Just as I started wondering about life outside the walls of the hospital, the sun slipped a final spotlight through the window, pinpointing me before switching off for the night. This was followed by a knock on my door.
“Sawubona Baba” I greeted respectfully as I opened the door. “How can I help you?”
My last patient was a well-dressed Zulu man in his fifties.
“Sawubona Udokotela” he replied and held up two white palms supported by a smile made out of pearl-white teeth. “I am not sick, Udokutela,” he explained, “but my cow, she cannot push the calf!”
He took his hat off in respect and rested it against his chest.
Baba Tusi explained that he had bought some Friesian cows a couple of months earlier from a white farmer at Pongola to join his Nguni herd. His brother told him that these cows of the white people can give a large amount of milk, and one cow could give enough milk for all his wives and all his children in one go. And this turned out to be true. If he milked the three cows he had enough for his neighbours and their children as well. But tonight he is worried that his cow will die. She had been in labour for three days and seemed unable to push the calf out.
We drove for nearly an hour and then walked another hour to where the Friesian cow stood panting and heaving in the corner of a paddock. We had no torches, but the full moon generously lit up the problem. With every push, the calf’s nose and tongue would momentarily protrude under the cow’s tail, only to slip back as the contraction eases. “It has been going on like this since Tuesday, Udokutela,” Baba Tusi explained, “but it does not get any further.”
I inserted my hand into the birth canal. It was a big calf but he felt floppy and I could not detect any movement.
“I’m sorry Baba Tusi,” I said, “but I think the calf is dead”
His dark shadow nodded under the stars.
We tried to pull the calf’s head by hand with no success. I turned the calf around in the uterus, wanting to extract him with his hind legs first, but still no success. We tipped the cow on her side and pulled her bum against a corner post. We then tied a rope around the calf’s head, kicked our heels in and pulled with all our combined power. With every contraction we gained a fraction and then held tight waiting for the next contraction. Finally, the dead calf slipped out of the passage. The three of us lay panting on the grass in the moonlight, soaking in the relief.
Strange how the moon makes you feel and look clean, despite being covered in blood and cow dung.

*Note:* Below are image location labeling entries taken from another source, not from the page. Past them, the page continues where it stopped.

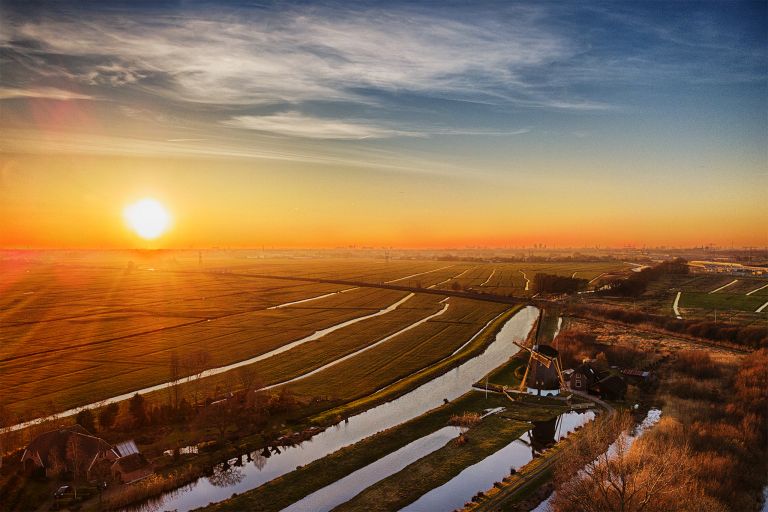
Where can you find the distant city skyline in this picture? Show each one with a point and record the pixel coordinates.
(412, 125)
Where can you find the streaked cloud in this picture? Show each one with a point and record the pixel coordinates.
(42, 92)
(297, 125)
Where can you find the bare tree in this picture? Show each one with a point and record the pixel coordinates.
(630, 477)
(174, 376)
(6, 422)
(197, 363)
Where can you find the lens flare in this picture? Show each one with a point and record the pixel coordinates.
(148, 218)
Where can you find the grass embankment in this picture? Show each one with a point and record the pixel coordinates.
(722, 301)
(396, 388)
(489, 436)
(287, 489)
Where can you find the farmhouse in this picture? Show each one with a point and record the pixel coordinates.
(132, 465)
(68, 449)
(131, 468)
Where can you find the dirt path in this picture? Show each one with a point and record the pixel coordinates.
(675, 304)
(725, 286)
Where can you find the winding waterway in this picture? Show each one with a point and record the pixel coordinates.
(448, 386)
(481, 476)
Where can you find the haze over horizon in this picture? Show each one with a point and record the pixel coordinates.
(399, 124)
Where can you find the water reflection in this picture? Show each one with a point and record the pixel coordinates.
(481, 476)
(449, 386)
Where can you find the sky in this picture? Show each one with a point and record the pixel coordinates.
(403, 124)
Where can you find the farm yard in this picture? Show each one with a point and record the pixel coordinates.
(703, 296)
(78, 333)
(510, 278)
(324, 340)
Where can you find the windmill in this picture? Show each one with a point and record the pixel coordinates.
(543, 370)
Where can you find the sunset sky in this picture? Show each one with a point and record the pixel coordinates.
(435, 124)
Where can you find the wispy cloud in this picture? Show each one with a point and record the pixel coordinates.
(297, 125)
(52, 93)
(274, 57)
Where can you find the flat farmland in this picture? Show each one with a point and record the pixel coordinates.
(403, 355)
(86, 334)
(509, 278)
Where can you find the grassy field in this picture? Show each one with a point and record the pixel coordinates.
(721, 301)
(82, 331)
(289, 488)
(699, 300)
(72, 334)
(398, 490)
(507, 278)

Well past midnight, I climbed (real clean) into the sheets behind Hannelie’s back.
I jumped out of bed, woken by the engine breaks of the truck coming up the valley road. I had slept in!
I rammed my legs down the denim pipes and into my boots. On the jog to the yards, I managed to fix two buttons on my stubborn shirt. The steers stood up and stretched as I came around the bend in the road. Fake was still standing under the gum trees in the corner.
And then the truck roared into view a mere hundred yards away and slowly crawled up towards the yards. Fake looked at the truck and arched her back.
“What is she doing?” I thought and slowed down my pace.
The truck was now only fifty yards away from Fake.
Without taking her eyes off the cattle truck, Fake arched her back again, stood her hind legs apart and effortlessly dropped a healthy bull calf in the morning dew on the grass!